Le monde IT change. Et bien que la pandémie ait boosté les usages du digital, le marché du SIRH avait déjà amorcé une transition. En 2021, le contexte est tel que les enjeux et les possibilités techniques s’alignent pour proposer de donner à la fonction RH la place qu’elle mérite dans la contribution à la stratégie de l’entreprise.
Pourquoi questionner votre SIRH face aux besoins du métier ?
Les récents événements ont révélé un manque d’anticipation, de préparation aux divers usages possibles du SIRH. Mais surtout, il y a une évolution significative du contexte qui invite à ce questionnement du SIRH.

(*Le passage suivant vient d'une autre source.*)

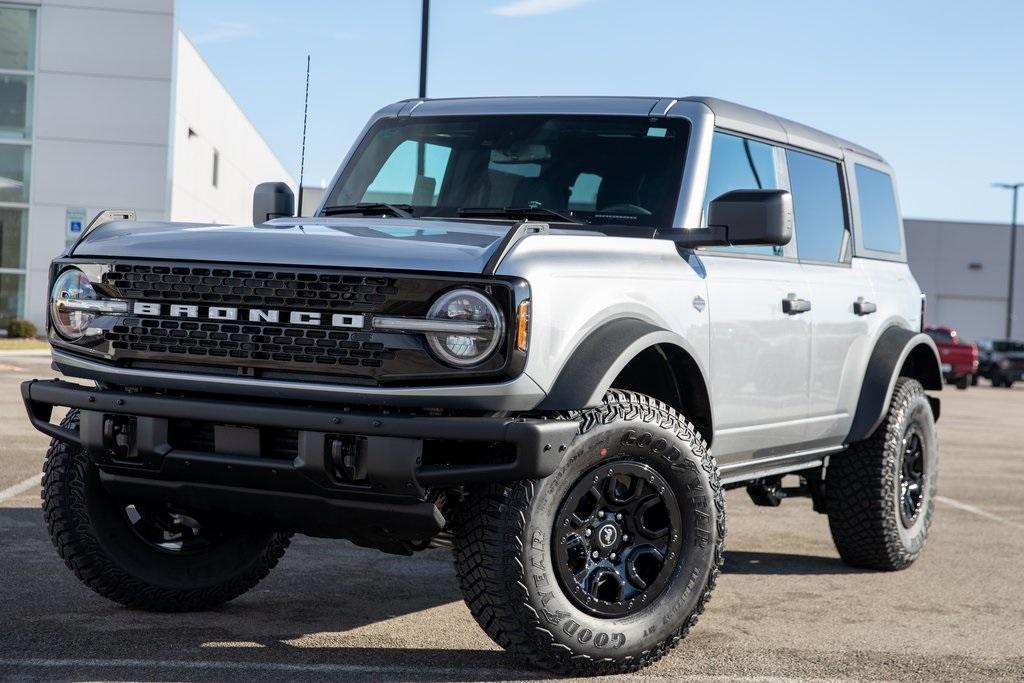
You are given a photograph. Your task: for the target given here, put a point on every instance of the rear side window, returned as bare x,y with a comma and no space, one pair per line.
817,205
880,223
738,163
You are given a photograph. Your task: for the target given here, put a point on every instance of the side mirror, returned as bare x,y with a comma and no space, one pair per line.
272,200
743,217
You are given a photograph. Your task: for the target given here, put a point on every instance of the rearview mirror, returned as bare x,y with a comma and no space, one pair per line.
272,200
743,217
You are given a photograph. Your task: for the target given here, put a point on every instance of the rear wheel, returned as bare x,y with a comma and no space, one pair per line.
604,565
144,554
881,493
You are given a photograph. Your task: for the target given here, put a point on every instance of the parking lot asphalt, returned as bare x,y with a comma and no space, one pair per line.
784,608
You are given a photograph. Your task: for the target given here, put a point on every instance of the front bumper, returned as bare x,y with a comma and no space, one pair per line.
391,497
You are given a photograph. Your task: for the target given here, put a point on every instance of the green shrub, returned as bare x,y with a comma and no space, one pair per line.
18,329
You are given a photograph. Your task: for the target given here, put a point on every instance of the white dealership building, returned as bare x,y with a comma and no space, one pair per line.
104,103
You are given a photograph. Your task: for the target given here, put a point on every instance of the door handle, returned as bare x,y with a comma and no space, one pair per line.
794,306
861,307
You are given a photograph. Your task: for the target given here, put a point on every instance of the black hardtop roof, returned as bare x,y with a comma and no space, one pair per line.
728,116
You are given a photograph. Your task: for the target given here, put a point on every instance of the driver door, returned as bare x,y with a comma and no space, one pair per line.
760,346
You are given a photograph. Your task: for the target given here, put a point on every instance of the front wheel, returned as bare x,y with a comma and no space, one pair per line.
880,494
604,565
144,554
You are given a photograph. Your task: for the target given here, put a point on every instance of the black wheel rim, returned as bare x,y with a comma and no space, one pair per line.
169,528
911,477
617,539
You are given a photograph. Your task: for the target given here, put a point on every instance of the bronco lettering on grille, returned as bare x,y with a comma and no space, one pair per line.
347,321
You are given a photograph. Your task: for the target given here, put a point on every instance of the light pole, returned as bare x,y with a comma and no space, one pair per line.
1015,186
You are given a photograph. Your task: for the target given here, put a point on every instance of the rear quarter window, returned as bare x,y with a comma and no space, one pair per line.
880,223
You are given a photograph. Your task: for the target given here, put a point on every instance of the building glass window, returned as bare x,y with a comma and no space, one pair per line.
17,39
14,172
12,238
11,297
15,101
817,207
17,61
739,163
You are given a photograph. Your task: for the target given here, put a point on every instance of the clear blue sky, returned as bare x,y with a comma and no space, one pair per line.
935,86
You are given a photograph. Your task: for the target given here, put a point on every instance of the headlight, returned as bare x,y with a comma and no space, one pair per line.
477,339
75,304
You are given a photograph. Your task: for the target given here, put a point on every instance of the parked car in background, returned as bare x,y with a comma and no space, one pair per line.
960,358
1001,360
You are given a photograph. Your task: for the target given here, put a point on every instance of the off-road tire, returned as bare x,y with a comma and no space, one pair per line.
862,487
504,547
92,536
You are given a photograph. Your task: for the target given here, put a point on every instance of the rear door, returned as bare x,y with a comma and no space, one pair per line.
760,354
844,314
879,242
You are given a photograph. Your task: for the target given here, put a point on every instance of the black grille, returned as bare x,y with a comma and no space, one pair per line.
253,347
249,342
288,289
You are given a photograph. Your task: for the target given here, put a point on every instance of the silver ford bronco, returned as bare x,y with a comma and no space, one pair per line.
545,332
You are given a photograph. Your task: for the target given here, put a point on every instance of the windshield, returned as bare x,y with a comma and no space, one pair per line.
599,170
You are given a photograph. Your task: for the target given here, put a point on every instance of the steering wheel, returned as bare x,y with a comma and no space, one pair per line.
631,209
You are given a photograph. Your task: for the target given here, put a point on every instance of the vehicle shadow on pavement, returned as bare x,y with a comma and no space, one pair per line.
753,562
329,610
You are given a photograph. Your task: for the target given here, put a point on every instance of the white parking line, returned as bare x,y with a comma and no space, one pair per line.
977,511
192,665
338,669
34,481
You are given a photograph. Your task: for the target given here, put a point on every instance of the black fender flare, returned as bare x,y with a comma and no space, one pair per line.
898,351
598,359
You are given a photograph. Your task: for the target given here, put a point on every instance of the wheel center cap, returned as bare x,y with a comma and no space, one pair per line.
607,536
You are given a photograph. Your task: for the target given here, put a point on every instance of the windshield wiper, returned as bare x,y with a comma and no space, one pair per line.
365,208
525,212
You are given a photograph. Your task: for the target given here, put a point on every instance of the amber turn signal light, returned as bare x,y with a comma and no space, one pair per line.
522,326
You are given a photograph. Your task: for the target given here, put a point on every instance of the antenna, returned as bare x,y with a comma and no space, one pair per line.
302,156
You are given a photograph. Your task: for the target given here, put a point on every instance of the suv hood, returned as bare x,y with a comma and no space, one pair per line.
399,244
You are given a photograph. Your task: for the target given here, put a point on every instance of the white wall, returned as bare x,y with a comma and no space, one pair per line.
965,269
204,105
102,103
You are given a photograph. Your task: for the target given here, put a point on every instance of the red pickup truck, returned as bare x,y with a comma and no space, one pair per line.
960,358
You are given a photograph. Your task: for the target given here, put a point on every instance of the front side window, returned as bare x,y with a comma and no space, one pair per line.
880,223
599,170
817,207
739,163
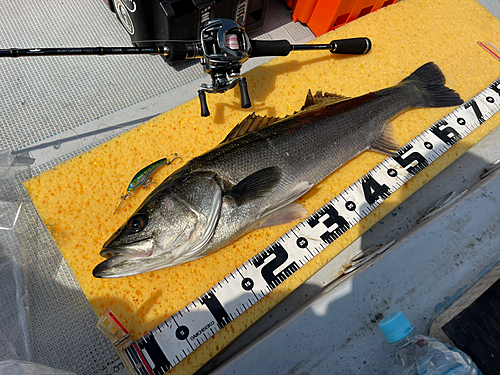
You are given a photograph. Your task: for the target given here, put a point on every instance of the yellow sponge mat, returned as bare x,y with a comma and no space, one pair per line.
76,200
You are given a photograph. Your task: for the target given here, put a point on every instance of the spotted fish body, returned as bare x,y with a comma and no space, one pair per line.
253,177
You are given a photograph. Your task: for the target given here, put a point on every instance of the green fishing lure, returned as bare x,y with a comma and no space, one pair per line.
144,178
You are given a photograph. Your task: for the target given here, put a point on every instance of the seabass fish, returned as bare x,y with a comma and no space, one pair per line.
253,177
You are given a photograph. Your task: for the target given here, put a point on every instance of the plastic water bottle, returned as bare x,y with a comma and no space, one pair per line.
422,355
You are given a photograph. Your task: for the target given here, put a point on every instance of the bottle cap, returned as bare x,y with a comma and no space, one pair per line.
395,326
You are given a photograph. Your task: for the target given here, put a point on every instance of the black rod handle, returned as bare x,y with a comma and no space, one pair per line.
270,48
353,46
245,98
203,104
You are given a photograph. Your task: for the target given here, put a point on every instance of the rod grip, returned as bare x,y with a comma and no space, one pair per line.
270,48
352,46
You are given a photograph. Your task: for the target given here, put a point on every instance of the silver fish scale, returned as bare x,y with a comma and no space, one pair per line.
307,147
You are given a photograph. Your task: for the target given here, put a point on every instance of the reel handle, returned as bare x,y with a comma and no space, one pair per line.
203,104
245,98
352,46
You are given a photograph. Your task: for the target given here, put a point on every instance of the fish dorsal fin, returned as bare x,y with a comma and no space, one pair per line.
385,143
322,99
249,124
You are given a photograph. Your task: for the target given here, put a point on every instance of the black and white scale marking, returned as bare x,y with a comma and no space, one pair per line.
173,340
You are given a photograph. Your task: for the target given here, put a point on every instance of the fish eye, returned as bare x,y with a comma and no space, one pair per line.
137,223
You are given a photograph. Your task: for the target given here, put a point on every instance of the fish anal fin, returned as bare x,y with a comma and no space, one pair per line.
256,185
286,214
322,99
386,143
249,124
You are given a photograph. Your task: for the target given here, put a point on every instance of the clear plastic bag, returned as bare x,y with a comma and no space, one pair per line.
15,367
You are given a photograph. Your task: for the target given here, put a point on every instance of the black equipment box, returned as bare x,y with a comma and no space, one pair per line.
150,22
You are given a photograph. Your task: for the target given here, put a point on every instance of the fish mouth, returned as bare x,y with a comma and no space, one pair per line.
115,267
138,249
124,260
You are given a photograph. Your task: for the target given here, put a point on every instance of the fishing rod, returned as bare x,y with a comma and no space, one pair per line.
223,48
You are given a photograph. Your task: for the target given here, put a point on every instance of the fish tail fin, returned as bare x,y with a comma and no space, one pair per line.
430,83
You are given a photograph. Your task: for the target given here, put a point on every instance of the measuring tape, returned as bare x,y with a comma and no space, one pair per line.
177,337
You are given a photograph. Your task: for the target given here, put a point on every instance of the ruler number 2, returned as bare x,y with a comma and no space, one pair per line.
280,257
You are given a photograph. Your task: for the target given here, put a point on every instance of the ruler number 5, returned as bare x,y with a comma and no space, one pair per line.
415,156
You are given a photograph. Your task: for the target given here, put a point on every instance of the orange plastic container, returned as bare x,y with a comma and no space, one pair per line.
324,15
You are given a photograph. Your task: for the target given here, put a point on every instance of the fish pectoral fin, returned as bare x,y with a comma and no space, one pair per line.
286,214
256,185
321,99
249,124
385,143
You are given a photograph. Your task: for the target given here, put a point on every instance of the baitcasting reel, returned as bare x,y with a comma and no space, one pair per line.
223,48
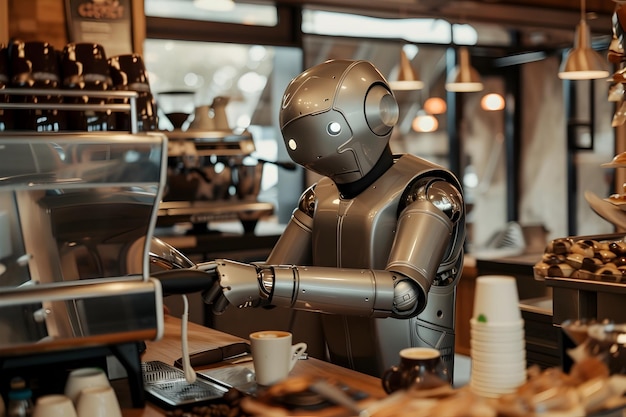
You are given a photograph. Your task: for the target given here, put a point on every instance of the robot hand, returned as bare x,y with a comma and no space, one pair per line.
240,284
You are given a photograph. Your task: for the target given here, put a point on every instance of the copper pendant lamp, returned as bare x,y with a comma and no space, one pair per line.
407,76
464,78
582,62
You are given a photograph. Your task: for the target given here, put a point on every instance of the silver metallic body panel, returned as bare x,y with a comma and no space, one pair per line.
368,233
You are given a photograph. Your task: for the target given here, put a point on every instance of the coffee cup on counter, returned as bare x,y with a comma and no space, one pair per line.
274,355
35,65
85,67
128,73
420,368
98,402
54,405
82,378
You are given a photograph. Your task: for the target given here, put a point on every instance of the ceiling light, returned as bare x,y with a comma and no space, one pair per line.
492,102
407,76
464,78
435,105
582,62
424,122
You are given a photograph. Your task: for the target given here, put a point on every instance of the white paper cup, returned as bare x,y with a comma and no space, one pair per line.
82,378
98,402
497,358
497,384
490,368
504,337
496,299
496,327
504,347
273,355
54,405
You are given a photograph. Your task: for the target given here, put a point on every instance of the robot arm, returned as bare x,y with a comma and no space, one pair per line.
432,215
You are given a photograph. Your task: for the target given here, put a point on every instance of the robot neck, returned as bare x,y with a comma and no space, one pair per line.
352,189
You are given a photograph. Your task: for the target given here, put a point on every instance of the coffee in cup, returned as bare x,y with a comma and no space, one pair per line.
420,368
273,355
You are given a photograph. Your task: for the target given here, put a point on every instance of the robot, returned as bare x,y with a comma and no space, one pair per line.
376,245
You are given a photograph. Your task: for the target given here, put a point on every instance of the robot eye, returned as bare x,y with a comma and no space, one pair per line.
333,128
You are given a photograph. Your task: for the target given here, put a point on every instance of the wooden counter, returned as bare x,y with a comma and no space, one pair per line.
168,349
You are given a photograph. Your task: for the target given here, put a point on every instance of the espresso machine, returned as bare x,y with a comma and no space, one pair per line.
212,176
76,211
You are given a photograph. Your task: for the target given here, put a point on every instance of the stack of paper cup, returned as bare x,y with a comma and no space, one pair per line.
498,349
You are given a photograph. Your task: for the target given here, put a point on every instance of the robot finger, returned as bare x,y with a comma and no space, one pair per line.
210,295
219,306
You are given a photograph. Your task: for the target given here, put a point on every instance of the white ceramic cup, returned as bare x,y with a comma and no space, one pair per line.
82,378
273,355
98,402
496,299
54,405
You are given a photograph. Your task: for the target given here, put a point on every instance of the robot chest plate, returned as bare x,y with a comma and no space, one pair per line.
355,233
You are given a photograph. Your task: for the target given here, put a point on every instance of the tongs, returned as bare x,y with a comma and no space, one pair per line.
234,351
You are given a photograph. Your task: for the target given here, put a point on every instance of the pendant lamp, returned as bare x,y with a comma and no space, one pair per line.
407,76
582,62
464,78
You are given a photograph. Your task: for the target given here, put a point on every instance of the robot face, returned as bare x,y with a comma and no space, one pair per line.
337,117
320,143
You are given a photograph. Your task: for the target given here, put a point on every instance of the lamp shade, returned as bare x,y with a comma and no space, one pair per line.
407,76
464,78
583,63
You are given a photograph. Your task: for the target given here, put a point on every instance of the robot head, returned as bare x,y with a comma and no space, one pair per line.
336,119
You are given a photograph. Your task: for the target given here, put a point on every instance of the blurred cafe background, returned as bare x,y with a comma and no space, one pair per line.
527,144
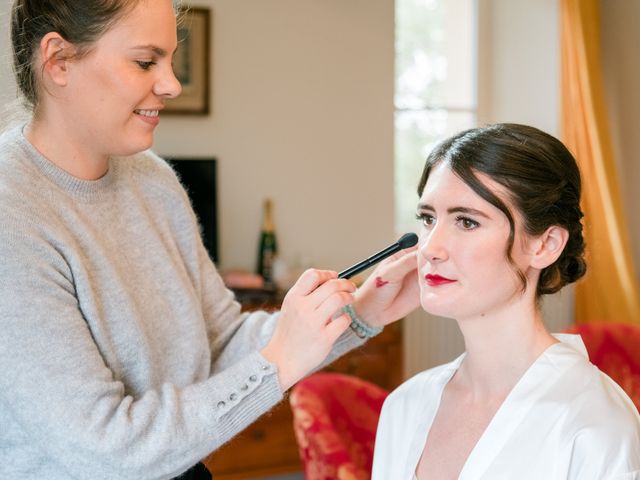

D’un côté, le marché du SIRH offre des opportunités. Il est non seulement mature sur tous les processus RH traditionnels (paie, GTA, gestion des talents…) mais également en croissance de près de 10% par an. Cette croissance appelle l’innovation et il se développe ainsi un écosystème d’acteurs hétérogènes. On y retrouve d’une part des éditeurs matures continuant d’enrichir leur offre et pour lesquels l’intégration de la fonction RH dans le quotidien de travail du collaborateur devient un enjeu essentiel, et d’autre part des startups qui viennent compléter les fonctionnalités RH de niche.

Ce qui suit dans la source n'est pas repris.